Testament może zawierać nie tylko dyspozycję o dziedziczeniu, czyli powołaniu do spadku określonych spadkobierców, ale może również przewidywać przykładowo ustanowienie zapisów zwykłych, zapisów windykacyjnych czy ustanowienie wykonawcy testamentu. Możliwe jest też zamieszczenie tzw. polecenia testamentowego, o którym mowa w pytaniu. Polega ono na nałożeniu obowiązku oznaczonego działania lub zaniechania, nie czyniąc nikogo wierzycielem. Wynika to z art. 982 Kodeksu cywilnego (Dz. U. z 2014 r. poz. 121).

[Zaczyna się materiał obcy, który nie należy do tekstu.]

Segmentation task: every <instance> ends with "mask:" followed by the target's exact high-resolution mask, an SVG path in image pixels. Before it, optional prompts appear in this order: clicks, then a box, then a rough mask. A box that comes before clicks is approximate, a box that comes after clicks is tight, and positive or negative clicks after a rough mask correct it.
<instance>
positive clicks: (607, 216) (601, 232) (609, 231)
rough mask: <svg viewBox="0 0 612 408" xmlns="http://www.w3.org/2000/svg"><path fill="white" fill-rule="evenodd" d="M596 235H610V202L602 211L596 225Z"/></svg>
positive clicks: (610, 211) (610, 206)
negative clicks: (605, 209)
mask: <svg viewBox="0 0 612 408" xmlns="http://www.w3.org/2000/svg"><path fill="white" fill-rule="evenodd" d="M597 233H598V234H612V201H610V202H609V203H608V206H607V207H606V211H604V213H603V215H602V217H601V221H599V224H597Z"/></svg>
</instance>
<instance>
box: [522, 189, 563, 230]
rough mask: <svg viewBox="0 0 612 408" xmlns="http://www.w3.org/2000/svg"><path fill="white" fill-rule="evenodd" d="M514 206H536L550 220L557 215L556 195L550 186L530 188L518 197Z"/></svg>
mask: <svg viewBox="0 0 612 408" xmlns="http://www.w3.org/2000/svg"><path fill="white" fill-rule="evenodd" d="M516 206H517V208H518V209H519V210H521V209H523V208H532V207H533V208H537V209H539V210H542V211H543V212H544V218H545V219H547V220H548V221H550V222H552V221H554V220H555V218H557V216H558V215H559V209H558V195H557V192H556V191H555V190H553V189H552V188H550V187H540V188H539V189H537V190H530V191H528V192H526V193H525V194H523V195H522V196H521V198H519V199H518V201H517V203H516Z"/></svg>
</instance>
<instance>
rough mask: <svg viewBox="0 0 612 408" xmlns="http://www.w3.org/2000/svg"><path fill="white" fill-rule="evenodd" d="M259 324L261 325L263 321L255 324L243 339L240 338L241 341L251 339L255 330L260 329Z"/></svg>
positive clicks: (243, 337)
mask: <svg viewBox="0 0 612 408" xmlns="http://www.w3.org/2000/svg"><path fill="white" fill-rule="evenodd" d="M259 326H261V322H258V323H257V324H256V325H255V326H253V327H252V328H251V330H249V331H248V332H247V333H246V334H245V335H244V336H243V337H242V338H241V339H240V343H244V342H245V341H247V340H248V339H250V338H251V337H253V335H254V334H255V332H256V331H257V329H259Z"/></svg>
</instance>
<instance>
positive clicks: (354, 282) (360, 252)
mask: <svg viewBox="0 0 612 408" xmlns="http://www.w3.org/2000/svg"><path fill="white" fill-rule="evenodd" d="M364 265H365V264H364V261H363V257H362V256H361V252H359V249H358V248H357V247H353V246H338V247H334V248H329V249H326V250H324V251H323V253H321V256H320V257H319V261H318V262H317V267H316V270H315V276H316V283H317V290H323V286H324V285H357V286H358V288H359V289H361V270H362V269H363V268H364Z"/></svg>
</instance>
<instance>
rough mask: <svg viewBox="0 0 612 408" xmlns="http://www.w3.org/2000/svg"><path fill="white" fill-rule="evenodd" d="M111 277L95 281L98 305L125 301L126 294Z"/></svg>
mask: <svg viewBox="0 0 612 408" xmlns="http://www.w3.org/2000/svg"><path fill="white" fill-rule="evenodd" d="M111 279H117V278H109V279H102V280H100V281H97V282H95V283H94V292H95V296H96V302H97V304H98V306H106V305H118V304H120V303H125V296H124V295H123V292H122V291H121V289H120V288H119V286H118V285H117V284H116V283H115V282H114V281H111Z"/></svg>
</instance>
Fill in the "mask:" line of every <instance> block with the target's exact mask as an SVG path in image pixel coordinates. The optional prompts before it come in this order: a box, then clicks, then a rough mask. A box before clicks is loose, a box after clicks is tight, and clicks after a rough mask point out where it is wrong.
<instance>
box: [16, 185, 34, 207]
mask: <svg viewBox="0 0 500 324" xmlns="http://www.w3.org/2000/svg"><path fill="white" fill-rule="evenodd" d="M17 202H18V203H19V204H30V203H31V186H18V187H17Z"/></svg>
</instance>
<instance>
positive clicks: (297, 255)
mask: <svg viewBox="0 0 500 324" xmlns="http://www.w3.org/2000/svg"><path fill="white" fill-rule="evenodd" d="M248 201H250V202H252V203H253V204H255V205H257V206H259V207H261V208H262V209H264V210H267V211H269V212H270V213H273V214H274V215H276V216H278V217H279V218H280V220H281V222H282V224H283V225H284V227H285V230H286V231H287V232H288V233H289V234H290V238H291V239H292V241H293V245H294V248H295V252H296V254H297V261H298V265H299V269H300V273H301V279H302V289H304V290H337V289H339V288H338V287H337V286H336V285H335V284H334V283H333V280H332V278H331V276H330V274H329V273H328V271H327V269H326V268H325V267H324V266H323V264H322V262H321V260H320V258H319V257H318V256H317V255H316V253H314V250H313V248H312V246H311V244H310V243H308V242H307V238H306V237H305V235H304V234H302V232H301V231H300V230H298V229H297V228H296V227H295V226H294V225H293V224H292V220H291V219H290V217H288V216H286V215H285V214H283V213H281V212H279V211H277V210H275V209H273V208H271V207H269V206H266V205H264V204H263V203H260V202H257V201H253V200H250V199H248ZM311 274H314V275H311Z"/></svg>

Wykonania takiego polecenia mogą domagać się określone osoby, jednak brak działania ze strony osoby, na którą polecenie zostało nałożone, nie pociąga za sobą żadnych sankcji prawnych (na tym polega "nieczynienie nikogo wierzycielem"). Nie można takiej osoby przymusić do tego, żeby zastosowała się do polecenia, czy tym bardziej skierować do sądu/egzekucji tego rodzaju sprawy. Wykonania polecenia może żądać każdy ze spadkobierców, jak również wykonawca testamentu, chyba że polecenie ma wyłącznie na celu przyniesienie korzyści osobie obciążonej tym obowiązkiem. W przypadku gdy polecenie ma na względzie interes społeczny, wykonania polecenia może żądać stosowny organ państwowy.
Warto dodać, że zapisobierca obciążony poleceniem może powstrzymać się z jego wykonaniem aż do chwili wykonania zapisu przez spadkobiercę. Inaczej sprawa by wyglądała, gdyby w testamencie uczyniono zapis na rzecz Czytelnika pod warunkiem, że zdobędzie on wyższe wykształcenie.